# unlocked iphone from usa?



## john_jen (Dec 26, 2009)

Hi,

I'm going to want an iphone in London. I don't have one here in the states. Should I find an unlocked iphone in the USA and bring it over? Will it be cheaper than walking into an Apple store in England?

At the Apple store there I can get the 3GS for $200 and then spend $200 to cancel the AT&T plan immediately. I've heard I could also get one on Craig's List or ebay...

thanks,

JP


----------



## Bevdeforges (Nov 16, 2007)

You might also take a look at amazon.co.uk - They have iPhones, unlocked, or on a pay-as-you-go basis. You aren't tied to the Apple store.

I suspect the big electronics shops in London will have them, too. I think the European Union ruled that they couldn't tie the phone to a particular operator.
Cheers,
Bev


----------



## Joppa (Sep 7, 2009)

Bevdeforges said:


> You might also take a look at amazon.co.uk - They have iPhones, unlocked, or on a pay-as-you-go basis. You aren't tied to the Apple store.
> 
> I suspect the big electronics shops in London will have them, too. I think the European Union ruled that they couldn't tie the phone to a particular operator.
> Cheers,
> Bev


iPhones are expensive just about anywhere because of popularity and demand. Unlocked handset not tied to contracts will set you back £300-£400 in UK (where I live) for older models, while the latest 3GS with big memory will be more like £500 to £600. Even with a weak pound, you'll probably find them cheaper in US. Continental European prices are roughly comparable to UK. Be very careful buying secondhand models off eBay or other sites, as there are a lot of stolen, broken or sub-standard (cloned etc) models about.


----------



## jlms (May 15, 2008)

*Get one here.*



john_jen said:


> Hi,
> 
> I'm going to want an iphone in London. I don't have one here in the states. Should I find an unlocked iphone in the USA and bring it over? Will it be cheaper than walking into an Apple store in England?
> 
> ...


You can buy a 2nd hand one from reputable sources ( CeX : we buy and sell Games, DVDs, PC Hardware & Software, Phones and electronics online for example, they actually have shops where you can see your purchase).
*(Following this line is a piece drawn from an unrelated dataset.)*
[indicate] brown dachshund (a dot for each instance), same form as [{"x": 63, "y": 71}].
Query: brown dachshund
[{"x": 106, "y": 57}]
Also there are 3 choices now of carriers selling iPhones in the UK, so prices of contracts that include an iPhone should go down due to competition.


----------



## Little G (May 3, 2009)

I got a 16GB 3GS for £188 for an 18 month contract with O2. Be prepared to put down a £300 deposit for three months if you don't have any UK credit.

g


----------



## Punktlich2 (Apr 30, 2009)

john_jen said:


> Hi,
> 
> I'm going to want an iphone in London. I don't have one here in the states. Should I find an unlocked iphone in the USA and bring it over? Will it be cheaper than walking into an Apple store in England?
> 
> ...


You can unlock your own iPhone. Google "blacksn0w" - but watch out for commercial interlopers: the Dev Team works for free (although contributions are gratefully accepted).
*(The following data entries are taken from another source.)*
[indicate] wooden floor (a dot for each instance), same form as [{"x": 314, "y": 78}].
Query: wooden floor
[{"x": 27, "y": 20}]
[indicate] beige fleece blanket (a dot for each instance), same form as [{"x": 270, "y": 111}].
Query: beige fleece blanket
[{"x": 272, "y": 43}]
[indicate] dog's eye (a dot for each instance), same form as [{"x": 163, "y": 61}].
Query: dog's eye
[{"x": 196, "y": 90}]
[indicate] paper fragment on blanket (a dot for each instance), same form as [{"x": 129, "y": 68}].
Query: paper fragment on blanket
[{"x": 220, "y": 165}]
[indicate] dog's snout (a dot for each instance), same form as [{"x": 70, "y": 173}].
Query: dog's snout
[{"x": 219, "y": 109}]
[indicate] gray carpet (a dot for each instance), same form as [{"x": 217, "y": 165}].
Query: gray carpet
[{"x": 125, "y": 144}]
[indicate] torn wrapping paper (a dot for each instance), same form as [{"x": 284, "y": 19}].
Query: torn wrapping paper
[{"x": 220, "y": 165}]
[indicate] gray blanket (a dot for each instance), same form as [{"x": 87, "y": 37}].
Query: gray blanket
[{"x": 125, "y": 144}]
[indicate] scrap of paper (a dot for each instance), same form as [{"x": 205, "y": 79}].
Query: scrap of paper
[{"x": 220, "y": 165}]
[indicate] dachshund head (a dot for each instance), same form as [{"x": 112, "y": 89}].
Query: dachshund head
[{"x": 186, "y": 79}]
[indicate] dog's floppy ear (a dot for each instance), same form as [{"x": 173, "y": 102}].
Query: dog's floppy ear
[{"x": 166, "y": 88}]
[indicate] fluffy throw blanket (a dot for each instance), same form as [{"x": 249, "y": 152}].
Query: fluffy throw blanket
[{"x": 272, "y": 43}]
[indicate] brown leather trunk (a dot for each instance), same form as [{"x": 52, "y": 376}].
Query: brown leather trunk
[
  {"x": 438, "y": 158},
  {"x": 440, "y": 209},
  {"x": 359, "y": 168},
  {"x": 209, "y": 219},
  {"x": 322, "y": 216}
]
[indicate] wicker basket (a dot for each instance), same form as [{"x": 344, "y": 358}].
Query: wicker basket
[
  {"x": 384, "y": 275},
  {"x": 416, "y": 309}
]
I used an unlocked US G2 iPhone for years. A friend uses an unlocked/jailbroken Australian iPhone. Whether you can avoid the AT&T cancellation fee is a separate issue; some people do, often by suing them in small claims court for a real or imagined breach, especially if the phone is registered to a NYC or San Fran address or someplace else where performance is inadequate.


----------



## john_jen (Dec 26, 2009)

Thanks for the advice. I'm headed to London in 2 days, so I think I'll just go legit and get a plan through O2 or somebody. I almost bought a new 3GS for $500 US on Craigs list, but it didn't work out.... see y'all soon


----------



## Joppa (Sep 7, 2009)

john_jen said:


> Thanks for the advice. I'm headed to London in 2 days, so I think I'll just go legit and get a plan through O2 or somebody. I almost bought a new 3GS for $500 US on Craigs list, but it didn't work out.... see y'all soon


Remember it's quite difficult to take out a contract plan with O2 or any other operators without good credit record in UK. You are unlikely to pass the credit check unless you have been living and working in UK, as it's an expensive phone with a big subsidy on a longish contract and highish monthly due, committing yourself to paying £800 to £1000 over 18 or 24 months of your minimum contract. Plus you may have to pay towards the phone (free phone from a tariff over £40 a month). 
See Apple iPhone 3GS Tariff Table - The Carphone Warehouse for a typical cost of getting 3GS on contract. Some networks/dealers may accept a big deposit instead.


----------



## Punktlich2 (Apr 30, 2009)

Joppa said:


> Remember it's quite difficult to take out a contract plan with O2 or any other operators without good credit record in UK. You are unlikely to pass the credit check unless you have been living and working in UK, as it's an expensive phone with a big subsidy on a longish contract and highish monthly due, committing yourself to paying £800 to £1000 over 18 or 24 months of your minimum contract. Plus you may have to pay towards the phone (free phone from a tariff over £40 a month).
> See Apple iPhone 3GS Tariff Table - The Carphone Warehouse for a typical cost of getting 3GS on contract. Some networks/dealers may accept a big deposit instead.


The alternative is buying the iPhone - as the OP intended originally - and getting unsubsidised service from O2. I could get that by means of a data package on top of my annual contract. 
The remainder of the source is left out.